Romans 4:11 "And he received the sign of circumcision, a seal of the righteousness that he had by faith while he was still uncircumcised. So then, he is the father of all who believe but have not been circumcised, in order that righteousness might be credited to them."
One day, GENETIC ISRAEL will also become SPIRITUAL ISRAEL once again!
Let’s look more deeply at the mechanics of Abraham’s faith. What were the circumstances in which Abraham trusted God?

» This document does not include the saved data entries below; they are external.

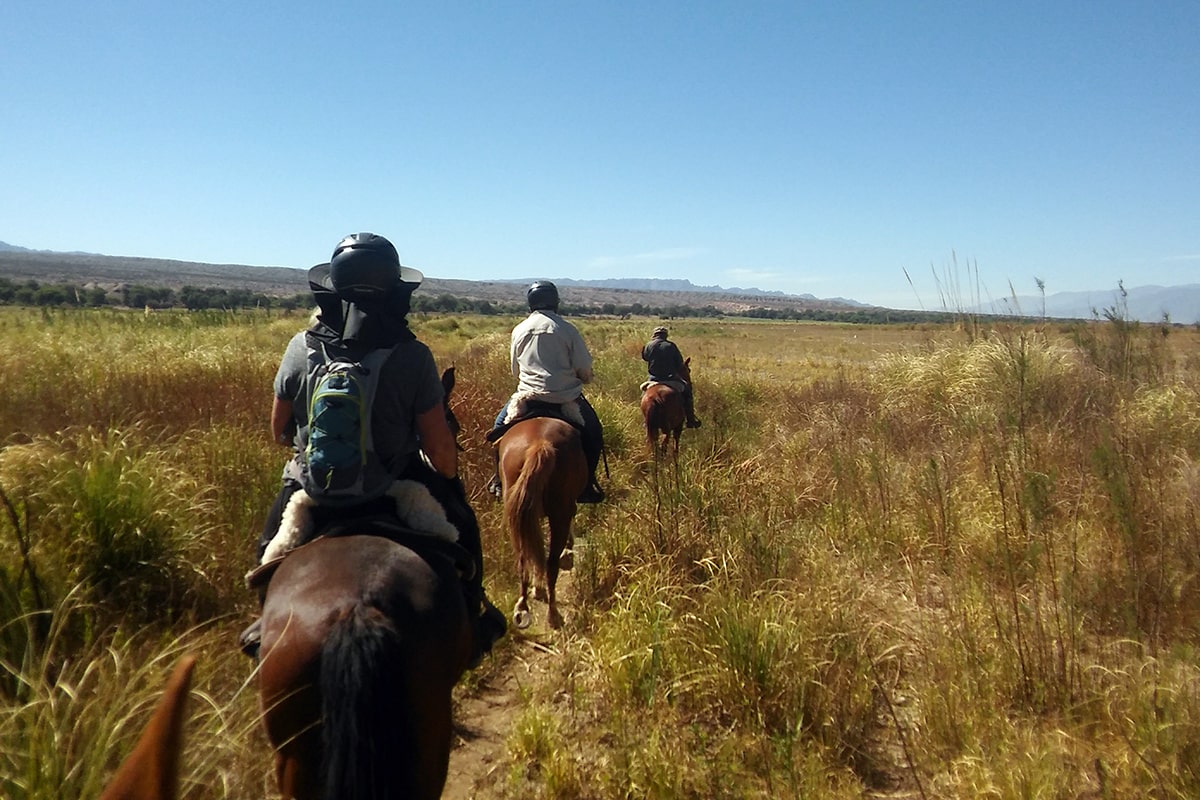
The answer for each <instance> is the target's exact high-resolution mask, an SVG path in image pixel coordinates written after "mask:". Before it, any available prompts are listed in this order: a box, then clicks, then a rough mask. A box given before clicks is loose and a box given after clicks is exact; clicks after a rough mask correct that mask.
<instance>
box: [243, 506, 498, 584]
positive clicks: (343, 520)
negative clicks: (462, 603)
mask: <svg viewBox="0 0 1200 800" xmlns="http://www.w3.org/2000/svg"><path fill="white" fill-rule="evenodd" d="M365 505H371V504H365ZM343 511H344V510H343ZM361 535H368V536H383V537H384V539H388V540H390V541H394V542H396V543H397V545H400V546H402V547H407V548H408V549H410V551H413V552H414V553H416V554H418V555H419V557H421V558H422V559H425V560H426V561H430V560H433V559H436V558H439V559H443V560H445V561H449V563H450V564H451V565H452V566H454V569H455V571H456V572H457V573H458V577H460V579H462V581H470V579H472V578H473V577H474V575H475V559H473V558H472V557H470V553H468V552H467V548H464V547H463V546H462V545H460V543H458V542H452V541H449V540H446V539H442V537H440V536H430V535H428V534H426V533H422V531H419V530H414V529H412V528H408V527H406V525H403V524H402V523H401V522H400V521H398V519H397V518H396V517H395V516H394V515H389V513H370V512H362V513H361V516H360V515H359V513H354V515H353V516H352V517H350V518H346V516H344V515H343V516H342V517H341V519H338V521H337V522H335V523H331V524H329V525H328V527H326V528H324V529H322V530H319V533H317V535H314V536H313V537H312V539H308V540H306V541H304V542H301V543H300V545H298V546H295V547H293V548H290V549H288V551H287V552H286V553H282V554H280V555H275V557H274V558H271V559H269V560H268V559H266V557H264V560H263V563H262V564H260V565H258V566H257V567H254V569H253V570H251V571H250V572H247V573H246V588H247V589H251V590H259V591H264V590H265V589H266V584H269V583H270V582H271V577H272V576H274V575H275V571H276V570H278V569H280V565H281V564H283V561H284V559H287V558H288V555H290V554H292V553H293V552H295V551H298V549H300V548H302V547H307V546H308V545H311V543H312V542H316V541H317V540H319V539H336V537H337V536H361Z"/></svg>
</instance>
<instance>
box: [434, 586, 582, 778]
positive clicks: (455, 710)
mask: <svg viewBox="0 0 1200 800" xmlns="http://www.w3.org/2000/svg"><path fill="white" fill-rule="evenodd" d="M572 596H574V590H572V583H571V573H570V572H562V573H559V578H558V599H559V600H558V604H559V609H560V610H562V612H563V614H569V613H570V609H571V604H572V602H571V599H572ZM533 612H534V622H533V625H532V626H530V627H529V628H528V630H527V631H523V632H518V633H514V632H512V631H511V628H510V634H509V640H508V642H506V643H505V646H503V648H500V650H502V652H499V655H493V656H490V657H488V658H487V660H485V662H484V664H482V666H481V668H480V676H479V678H478V680H479V682H478V685H476V686H474V687H472V688H469V690H461V691H460V692H458V694H457V697H456V700H457V702H456V705H455V744H454V751H452V752H451V753H450V774H449V775H448V777H446V784H445V789H443V792H442V796H443V798H446V800H494V799H497V798H502V796H503V794H502V792H500V786H502V784H503V783H504V778H505V775H504V770H505V764H506V762H508V758H506V742H508V738H509V733H510V732H511V729H512V724H514V722H515V721H516V720H517V717H518V716H520V714H521V711H522V710H523V708H524V699H523V697H527V696H528V694H529V692H530V690H532V688H533V687H534V686H538V685H539V682H540V681H542V680H546V676H547V674H548V673H550V668H551V664H552V662H553V658H554V651H553V649H552V648H551V646H547V645H546V644H542V642H548V640H552V638H553V632H551V631H548V630H547V628H546V625H545V616H546V604H545V603H544V602H540V601H536V602H534V603H533ZM510 624H511V622H510Z"/></svg>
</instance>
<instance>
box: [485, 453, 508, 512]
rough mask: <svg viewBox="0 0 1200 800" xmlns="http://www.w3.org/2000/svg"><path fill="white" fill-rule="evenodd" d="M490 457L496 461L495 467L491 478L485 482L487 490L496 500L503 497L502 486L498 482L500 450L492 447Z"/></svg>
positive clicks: (498, 475)
mask: <svg viewBox="0 0 1200 800" xmlns="http://www.w3.org/2000/svg"><path fill="white" fill-rule="evenodd" d="M492 458H493V461H494V463H496V469H494V471H493V473H492V480H490V481H488V482H487V492H488V493H490V494H491V495H492V497H494V498H496V499H497V500H499V499H500V498H503V497H504V487H503V485H502V483H500V451H499V449H497V447H492Z"/></svg>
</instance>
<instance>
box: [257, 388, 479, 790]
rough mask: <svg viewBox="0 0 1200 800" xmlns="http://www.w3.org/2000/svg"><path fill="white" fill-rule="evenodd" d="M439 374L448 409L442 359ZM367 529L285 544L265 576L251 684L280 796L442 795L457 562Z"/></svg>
mask: <svg viewBox="0 0 1200 800" xmlns="http://www.w3.org/2000/svg"><path fill="white" fill-rule="evenodd" d="M442 381H443V386H444V387H445V390H446V398H448V405H446V414H448V417H449V419H452V414H451V413H450V410H449V391H450V389H452V385H454V372H452V368H451V369H448V371H446V373H444V374H443V377H442ZM456 428H457V425H456V423H455V422H451V431H455V429H456ZM376 533H380V531H378V530H377V529H374V528H373V527H372V524H371V523H368V522H366V521H359V522H346V523H343V524H342V530H341V531H338V535H336V536H329V535H326V536H325V537H322V539H317V540H313V541H311V542H308V543H307V545H301V546H300V547H298V548H295V549H294V551H292V552H290V553H288V555H287V557H286V558H284V559H283V560H282V561H281V563H280V564H278V567H277V569H276V570H275V572H274V575H272V576H271V577H270V584H269V585H268V589H266V595H265V597H264V601H263V624H262V648H260V654H262V661H260V664H259V674H258V682H259V696H260V704H262V710H263V722H264V727H265V729H266V736H268V739H269V740H270V742H271V745H272V746H274V748H275V777H276V782H277V784H278V788H280V793H281V794H282V795H283V796H286V798H294V799H295V800H318V799H320V798H324V799H325V800H334V799H335V798H337V799H338V800H360V799H361V800H366V799H367V798H371V799H377V798H409V799H412V800H433V799H436V798H439V796H440V795H442V789H443V787H444V784H445V778H446V770H448V766H449V760H450V747H451V740H452V727H451V691H452V690H454V686H455V684H456V682H457V681H458V679H460V678H461V676H462V674H463V673H464V672H466V669H467V664H468V661H469V658H470V651H472V637H473V628H472V622H470V619H469V616H468V610H467V603H466V601H464V599H463V591H462V585H461V578H460V572H458V570H460V567H461V565H462V564H461V560H460V559H457V558H455V554H454V553H451V552H449V551H448V552H446V553H445V554H443V553H439V552H438V551H442V549H443V548H444V546H443V547H442V548H434V549H432V551H430V547H431V546H430V545H427V543H422V545H418V543H415V540H414V543H400V541H396V540H394V539H388V537H385V536H379V535H374V534H376ZM420 539H424V540H425V541H427V537H420ZM403 541H406V542H407V541H408V540H403ZM452 547H457V546H452ZM463 554H464V552H463V553H462V554H460V555H463ZM468 560H469V557H468Z"/></svg>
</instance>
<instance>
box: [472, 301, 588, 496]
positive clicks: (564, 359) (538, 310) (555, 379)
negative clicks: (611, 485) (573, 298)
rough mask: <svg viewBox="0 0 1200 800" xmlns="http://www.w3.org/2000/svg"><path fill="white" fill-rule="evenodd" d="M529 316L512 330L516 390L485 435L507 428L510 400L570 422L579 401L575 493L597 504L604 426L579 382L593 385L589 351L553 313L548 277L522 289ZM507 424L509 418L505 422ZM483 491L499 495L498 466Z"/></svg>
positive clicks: (565, 322) (494, 438)
mask: <svg viewBox="0 0 1200 800" xmlns="http://www.w3.org/2000/svg"><path fill="white" fill-rule="evenodd" d="M526 300H527V301H528V305H529V315H528V317H526V319H524V320H522V321H521V323H520V324H517V326H516V327H514V329H512V342H511V347H510V348H509V355H510V360H511V367H512V377H514V378H516V379H517V390H516V392H515V393H514V395H512V397H510V398H509V401H508V402H506V403H505V404H504V407H503V408H502V409H500V413H499V414H498V415H497V417H496V427H493V428H492V432H491V433H488V435H487V439H488V441H494V440H496V439H497V438H499V434H500V433H502V432H503V431H504V429H505V427H506V417H508V415H509V410H510V408H511V407H512V405H514V404H517V405H518V407H520V405H521V404H526V403H530V402H534V403H541V404H546V405H553V407H558V410H559V414H560V415H562V416H563V419H565V420H568V421H571V420H570V416H569V414H570V411H569V409H566V408H564V407H569V405H570V404H572V403H575V404H577V405H578V411H580V416H581V417H582V420H577V421H582V423H583V431H582V443H583V455H584V456H586V457H587V462H588V473H589V475H590V477H589V479H588V485H587V487H586V488H584V489H583V493H582V494H580V497H578V501H580V503H600V501H601V500H604V489H601V488H600V482H599V481H598V480H596V467H598V465H599V463H600V455H601V451H602V450H604V429H602V428H601V426H600V417H598V416H596V413H595V409H593V408H592V404H590V403H588V401H587V398H586V397H584V396H583V384H588V383H592V378H593V373H592V354H590V353H589V351H588V345H587V344H586V343H584V342H583V337H582V336H581V335H580V331H578V330H577V329H576V327H575V326H574V325H571V324H570V323H569V321H566V320H565V319H563V318H562V317H560V315H559V313H558V287H556V285H554V284H553V283H551V282H550V281H534V283H533V284H530V285H529V288H528V289H527V290H526ZM509 422H511V420H509ZM487 489H488V491H490V492H491V493H492V494H494V495H496V497H500V476H499V465H498V464H497V473H496V474H494V475H493V476H492V480H491V482H490V483H488V485H487Z"/></svg>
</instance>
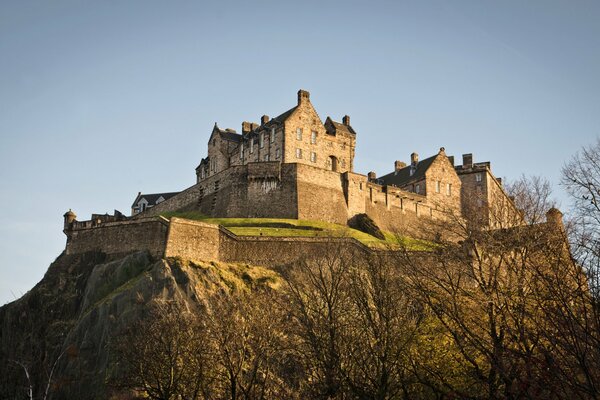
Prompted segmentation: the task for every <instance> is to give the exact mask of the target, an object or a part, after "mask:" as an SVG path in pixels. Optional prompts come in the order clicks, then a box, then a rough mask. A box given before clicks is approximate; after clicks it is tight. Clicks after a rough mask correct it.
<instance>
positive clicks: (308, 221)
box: [162, 211, 432, 250]
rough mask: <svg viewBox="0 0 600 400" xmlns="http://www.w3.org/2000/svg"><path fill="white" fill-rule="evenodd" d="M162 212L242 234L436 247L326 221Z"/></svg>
mask: <svg viewBox="0 0 600 400" xmlns="http://www.w3.org/2000/svg"><path fill="white" fill-rule="evenodd" d="M162 216H163V217H165V218H171V217H178V218H185V219H191V220H195V221H202V222H205V223H208V224H215V225H221V226H223V227H225V228H226V229H227V230H229V231H230V232H232V233H233V234H235V235H238V236H271V237H350V238H354V239H356V240H358V241H359V242H361V243H363V244H365V245H367V246H370V247H375V248H387V247H392V248H398V247H401V246H406V247H407V248H408V249H410V250H429V249H431V248H432V244H431V243H429V242H426V241H423V240H418V239H413V238H410V237H407V236H398V235H395V234H393V233H391V232H384V235H385V240H380V239H377V238H376V237H374V236H371V235H369V234H367V233H364V232H361V231H358V230H356V229H352V228H349V227H347V226H344V225H338V224H332V223H329V222H323V221H309V220H298V219H282V218H209V217H207V216H205V215H203V214H201V213H198V212H194V211H188V212H167V213H164V214H162Z"/></svg>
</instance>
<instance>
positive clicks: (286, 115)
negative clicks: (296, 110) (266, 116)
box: [271, 106, 298, 122]
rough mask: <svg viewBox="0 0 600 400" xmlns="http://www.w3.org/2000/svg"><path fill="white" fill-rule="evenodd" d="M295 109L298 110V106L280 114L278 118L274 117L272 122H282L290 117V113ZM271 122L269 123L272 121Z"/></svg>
mask: <svg viewBox="0 0 600 400" xmlns="http://www.w3.org/2000/svg"><path fill="white" fill-rule="evenodd" d="M296 108H298V106H294V107H292V108H290V109H289V110H287V111H286V112H284V113H283V114H280V115H278V116H276V117H275V118H273V119H272V120H276V121H278V122H284V121H285V120H286V119H288V118H289V116H290V115H292V113H293V112H294V111H296ZM272 120H271V121H272Z"/></svg>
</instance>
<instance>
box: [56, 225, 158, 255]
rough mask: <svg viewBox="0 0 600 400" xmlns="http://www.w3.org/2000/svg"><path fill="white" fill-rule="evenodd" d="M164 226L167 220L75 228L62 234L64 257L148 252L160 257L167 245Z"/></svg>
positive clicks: (116, 254)
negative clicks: (66, 255)
mask: <svg viewBox="0 0 600 400" xmlns="http://www.w3.org/2000/svg"><path fill="white" fill-rule="evenodd" d="M84 226H86V225H84ZM168 227H169V221H168V220H167V219H165V218H162V217H149V218H139V219H134V220H127V221H119V222H107V223H101V224H97V225H95V226H91V225H90V226H89V227H88V226H86V227H75V228H74V229H71V230H69V231H67V232H66V233H67V246H66V249H65V250H66V253H67V254H78V253H85V252H87V251H102V252H104V253H106V254H110V255H119V254H125V253H131V252H134V251H139V250H149V251H150V253H151V254H152V255H153V256H154V257H162V256H163V254H164V250H165V246H166V243H167V231H168Z"/></svg>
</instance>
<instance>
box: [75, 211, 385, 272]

The first thing that we notice is that Abraham was given SPECIFICS to OBEY, but PROMISES to believe.
There are essentially TWO COMMANDS (Genesis 12:1-2)
1. “Go from your country”
2. “Be a Blessing”
Each command is followed by a series of three blessings. The meaning of this arrangement is emphatic: God would bless Abraham if he obeyed, and God would allow him to bless others.
The phrase “and so you shall be a blessing” in verse two is actually in the same form as the command in verse one. God commanded Abram to “be a blessing,” but he could only accomplish this command if he obeyed the Lord’s command to “GO FORTH.” There is a lesson for us to learn. God wants to use us to be a blessing to others. I think all of us want that, but we must obey the Lord’s call and surrender our lives to him. We must “go forth” and follow him. When we do, he then can use us to be a blessing to others.